Siamo diversi da loro. Una diversità che è condanna e delizia. Peccato originale di un Paese capace di insorgere se nella carbonara “loro” ci mettono la panna, la pancetta invece del guanciale, l’ananas sulla pizza o il cappuccino da sorbire con la pastasciutta e da ordinare a un cameriere troppo abituato all’orrido per replicare.
Siamo diversi da loro, e ne andiamo orgogliosi. Salvo vergognarcene quando pensiamo che “loro” siano avanti, sempre più avanti, così avanti che a volte ci sembra di non scorgerli più.
Eppure li abbiamo visti bene, stavolta. Togliersi dal collo la medaglia del secondo classificato e quello che restava della proverbiale compostezza britannica, con lo sdegno di chi disprezza l’avversario, che pure li ha battuti con le stesse regole e condividendo lo stesso fato fino all’ultima parata.
Li abbiamo visti scatenare l’inferno, abbattere barriere di sicurezza, picchiare, travolgere e calpestare la civiltà del tè delle cinque pur di accedere senza biglietto e senza diritto allo stadio di Londra, tempio del calcio che, invece, noi abbiamo onorato.
Abbiamo visto e letto i loro insulti verso i giocatori di colore della loro nazionale, inglesi come loro, per i rigori sbagliati, mentre noi discutiamo e litighiamo da mesi sul ddl Zan ma, ammettiamolo, senza una sbavatura razzista, con i razzisti e gli omofobi veri (e ce ne sono tanti anche da noi) nascosti dietro i loro eufemismi e giri di parole, schiacciati dal peso della loro inferiorità etica.

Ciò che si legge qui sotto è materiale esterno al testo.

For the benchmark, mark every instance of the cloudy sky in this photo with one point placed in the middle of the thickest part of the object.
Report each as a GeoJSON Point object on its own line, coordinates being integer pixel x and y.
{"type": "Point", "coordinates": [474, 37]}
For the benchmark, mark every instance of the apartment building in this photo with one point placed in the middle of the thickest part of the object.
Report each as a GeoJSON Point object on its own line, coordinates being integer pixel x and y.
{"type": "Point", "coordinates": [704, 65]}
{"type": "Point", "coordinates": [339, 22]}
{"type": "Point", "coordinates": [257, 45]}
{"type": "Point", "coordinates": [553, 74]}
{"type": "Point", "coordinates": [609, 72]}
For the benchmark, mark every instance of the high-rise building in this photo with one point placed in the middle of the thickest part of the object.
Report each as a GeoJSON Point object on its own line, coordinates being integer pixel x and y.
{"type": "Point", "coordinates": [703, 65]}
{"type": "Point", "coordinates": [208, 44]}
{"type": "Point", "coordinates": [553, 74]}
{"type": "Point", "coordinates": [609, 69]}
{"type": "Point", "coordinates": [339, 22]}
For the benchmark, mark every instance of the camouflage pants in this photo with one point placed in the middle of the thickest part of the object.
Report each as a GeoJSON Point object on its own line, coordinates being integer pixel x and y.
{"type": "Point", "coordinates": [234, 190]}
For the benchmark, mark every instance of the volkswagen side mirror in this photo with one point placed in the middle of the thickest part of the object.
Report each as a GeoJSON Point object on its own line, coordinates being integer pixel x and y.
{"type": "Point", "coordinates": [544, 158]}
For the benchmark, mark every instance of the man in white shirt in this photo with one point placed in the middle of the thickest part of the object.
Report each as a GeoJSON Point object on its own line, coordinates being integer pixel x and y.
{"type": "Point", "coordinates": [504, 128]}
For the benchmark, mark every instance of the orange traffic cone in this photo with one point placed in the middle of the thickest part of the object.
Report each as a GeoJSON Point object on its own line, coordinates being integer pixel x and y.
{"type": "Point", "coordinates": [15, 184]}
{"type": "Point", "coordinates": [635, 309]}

Siamo diversi da loro perché abbiamo una canzone di De Gregori che recita: “Nino non aver paura di sbagliare un calcio di rigore. Non è mica da questi particolari che si giudica un giocatore. Un giocatore lo vedi dal coraggio, dall'altruismo e dalla fantasia”. Non certo dal colore della pelle.
Siamo diversi da loro, che hanno posti riservati ai sovrani – principe, principessa e principino – che si defilano come ladri alla fine della partita per non premiare i mangiaspaghetti vincitori e stringere la mano a Mattarella, l’unico vero “inglese” in tribuna d’onore.
Siamo diversi da loro, perché l’Europa unita l’abbiamo fondata, costruita e non abbandonata. L’abbiamo criticata, certo, e continuiamo a farlo. Ma non ci pensiamo proprio ad andarcene, in fondo convinti che insieme sia sempre meglio che da soli. Così, Italexit è una parola buona solo per i titoli di giornale e per gli slogan di chi cerca di pescare un po’ di voti tra i più spaventati.
Siamo diversi da loro, e lo abbiamo dimostrato. Non perché abbiamo vinto, ma perché abbiamo vinto nello stesso modo in cui spesso perdiamo: senza drammi. Forti di una storia che ha fatto la Storia per millenni. Forti di un passato che annichilisce qualunque straniero in sandali e calzini bianchi alzi gli occhi verso il David di Michelangelo o la maestosità del Colosseo.
Dunque, zitti e buoni, direbbero i Maneskin. Tenetevi il vostro Pil, la vostra illusoria superiorità, la vostra disperazione omologante rintanata in case a schiera di mattoni rossi. Noi continueremo a vincere e a perdere, ognuno a modo suo, “ognuno col suo viaggio, ognuno diverso”. E in questa diversità, forse, più simili e uniti di quanto non lo siate voi.